NAPYR - Not A Python Runtime

NAPYR is an acronym for "Not a Python runtime". Well, it isn't, but it comes close.

So, what is it?

If you are a end-user: it is a setup of common python DLLs to a special folder on your system, which defaults to %Program Files%\NAPYR. You need to have NAPYR installed to use a NAPYR-enabled application.

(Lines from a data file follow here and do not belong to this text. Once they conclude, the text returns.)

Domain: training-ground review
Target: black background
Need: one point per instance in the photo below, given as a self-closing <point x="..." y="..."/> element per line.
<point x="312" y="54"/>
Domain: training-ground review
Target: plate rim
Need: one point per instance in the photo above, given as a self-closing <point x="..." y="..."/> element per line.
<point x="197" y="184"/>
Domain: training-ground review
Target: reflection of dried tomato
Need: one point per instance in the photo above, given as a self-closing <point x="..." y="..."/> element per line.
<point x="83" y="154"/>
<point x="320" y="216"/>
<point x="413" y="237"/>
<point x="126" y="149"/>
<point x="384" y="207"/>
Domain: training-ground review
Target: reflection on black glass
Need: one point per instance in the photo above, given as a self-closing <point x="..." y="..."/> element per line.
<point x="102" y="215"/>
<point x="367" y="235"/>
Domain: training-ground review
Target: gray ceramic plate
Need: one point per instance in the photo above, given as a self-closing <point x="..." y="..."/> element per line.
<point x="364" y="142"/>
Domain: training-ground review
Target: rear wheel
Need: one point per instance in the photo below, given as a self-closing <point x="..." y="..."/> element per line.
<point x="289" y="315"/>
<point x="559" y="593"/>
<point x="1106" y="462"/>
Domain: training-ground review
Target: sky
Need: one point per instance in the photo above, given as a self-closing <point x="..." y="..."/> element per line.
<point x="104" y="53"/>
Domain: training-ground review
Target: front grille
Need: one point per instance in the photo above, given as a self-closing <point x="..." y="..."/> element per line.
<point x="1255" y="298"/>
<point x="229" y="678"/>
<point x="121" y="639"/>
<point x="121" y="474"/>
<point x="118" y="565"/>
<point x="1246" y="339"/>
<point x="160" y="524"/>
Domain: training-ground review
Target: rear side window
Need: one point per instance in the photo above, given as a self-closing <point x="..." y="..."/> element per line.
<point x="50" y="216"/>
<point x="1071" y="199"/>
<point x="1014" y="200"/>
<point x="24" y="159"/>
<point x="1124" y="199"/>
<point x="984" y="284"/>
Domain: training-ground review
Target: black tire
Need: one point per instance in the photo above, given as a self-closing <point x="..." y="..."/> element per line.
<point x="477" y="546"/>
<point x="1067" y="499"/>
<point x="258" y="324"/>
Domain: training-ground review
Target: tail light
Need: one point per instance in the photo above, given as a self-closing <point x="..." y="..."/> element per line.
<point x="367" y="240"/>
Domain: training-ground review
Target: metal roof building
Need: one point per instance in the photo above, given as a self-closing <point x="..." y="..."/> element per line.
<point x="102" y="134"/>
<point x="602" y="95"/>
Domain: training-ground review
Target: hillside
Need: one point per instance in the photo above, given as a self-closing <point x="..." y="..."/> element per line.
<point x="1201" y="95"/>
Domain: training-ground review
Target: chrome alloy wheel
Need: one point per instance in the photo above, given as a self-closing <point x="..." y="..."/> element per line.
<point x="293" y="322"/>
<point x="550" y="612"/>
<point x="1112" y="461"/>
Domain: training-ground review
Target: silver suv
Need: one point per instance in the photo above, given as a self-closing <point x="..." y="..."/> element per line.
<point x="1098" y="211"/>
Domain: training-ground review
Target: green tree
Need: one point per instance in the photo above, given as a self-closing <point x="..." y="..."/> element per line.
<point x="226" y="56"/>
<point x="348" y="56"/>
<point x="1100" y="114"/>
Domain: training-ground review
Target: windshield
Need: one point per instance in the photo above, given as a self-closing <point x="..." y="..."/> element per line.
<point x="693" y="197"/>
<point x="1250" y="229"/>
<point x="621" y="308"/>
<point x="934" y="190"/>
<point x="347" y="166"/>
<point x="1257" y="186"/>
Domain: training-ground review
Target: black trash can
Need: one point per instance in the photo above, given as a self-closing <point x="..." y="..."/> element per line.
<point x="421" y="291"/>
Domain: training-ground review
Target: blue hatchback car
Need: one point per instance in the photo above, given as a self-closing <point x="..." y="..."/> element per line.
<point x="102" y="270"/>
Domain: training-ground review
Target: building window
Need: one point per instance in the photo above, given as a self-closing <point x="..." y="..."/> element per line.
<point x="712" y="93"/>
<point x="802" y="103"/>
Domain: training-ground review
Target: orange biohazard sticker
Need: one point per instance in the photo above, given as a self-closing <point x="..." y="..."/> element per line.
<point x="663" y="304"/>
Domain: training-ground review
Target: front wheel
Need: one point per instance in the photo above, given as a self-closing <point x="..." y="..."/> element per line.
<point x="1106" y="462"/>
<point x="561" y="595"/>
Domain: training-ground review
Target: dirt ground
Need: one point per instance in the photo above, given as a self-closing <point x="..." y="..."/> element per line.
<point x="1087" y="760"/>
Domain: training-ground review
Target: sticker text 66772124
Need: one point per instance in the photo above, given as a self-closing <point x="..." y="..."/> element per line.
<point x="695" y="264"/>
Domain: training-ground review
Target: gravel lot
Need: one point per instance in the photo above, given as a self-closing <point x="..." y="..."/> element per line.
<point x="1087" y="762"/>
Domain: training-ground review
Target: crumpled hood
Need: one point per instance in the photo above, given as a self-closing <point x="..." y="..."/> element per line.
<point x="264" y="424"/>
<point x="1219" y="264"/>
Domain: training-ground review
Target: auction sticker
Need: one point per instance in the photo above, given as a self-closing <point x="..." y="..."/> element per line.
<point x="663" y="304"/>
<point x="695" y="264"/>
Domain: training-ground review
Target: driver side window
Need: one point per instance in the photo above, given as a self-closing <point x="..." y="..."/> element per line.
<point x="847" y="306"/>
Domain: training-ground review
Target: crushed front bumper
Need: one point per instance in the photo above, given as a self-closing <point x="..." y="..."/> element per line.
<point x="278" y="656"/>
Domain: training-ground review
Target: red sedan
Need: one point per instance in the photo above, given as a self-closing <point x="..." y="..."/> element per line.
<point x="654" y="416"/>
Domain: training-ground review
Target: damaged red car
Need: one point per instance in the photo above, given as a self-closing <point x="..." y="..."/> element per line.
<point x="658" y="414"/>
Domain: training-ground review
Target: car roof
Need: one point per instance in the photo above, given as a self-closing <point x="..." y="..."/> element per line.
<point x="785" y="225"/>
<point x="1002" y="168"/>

If you are a developer: it is a setup of common python DLLs, so you don't need to package them in your installer.

What does it include?

It includes the python runtime DLL, the win32all runtime DLLs and wxPython runtime DLLs. It comes with a nice installer, and an uninstaller, courtesy of the fine NSIS.

Restrictions

NAPYR currently runs only on Windows NT/Windows 2000/Windows XP. It does NOT run on Windows 95/Windows 98/Windows ME.

Download and Installation

You can download the single-file installer here. You can also download the source separately, here.

Licenses

This setup contains parts covered by different licenses. Man, do I hate that lawyer stuff! Anyway, here we go:

Usage for end-users

Nothing, really. All you have to do is install NAPYR, if you want to use a NAPYR-enabled application.

Usage for developers

NAPYR uses a patched version of py2exe to do its magic. Its not very impressing magic, granted, but it works. The McMillan Installer is currently not supported. OK, how does it work?

The py2exe-patch

The patch is simple, really. If the .pyd cannot be found in the local directory, the environment variable NAPYR_PATH is looked up. It must point to a directory where the .pyd can be found. I told you it was simple, didn't I? But you want the details, so here we go: the original code has this line:

    # Should catch IOError and convert into ImportError ??
    fp = open(pathname, desc[1])

which will be replaced by this block:

fp = None
try:
    fp = open(pathname, desc[1])
except IOError:
    import nt
    pathname = "%s\\%s" % (nt.environ["NAPYR_PATH"], oldpathname)
    fp = open(pathname, desc[1])
dict['__file__'] = pathname
return 0, imp.load_module(fqname, fp, pathname, desc), dict

Why Windows NT/2K/XP only?

Because I don't want to modify the path on Windows 9x - that involves patching the autoexec.bat, which I don't have enough willpower to do.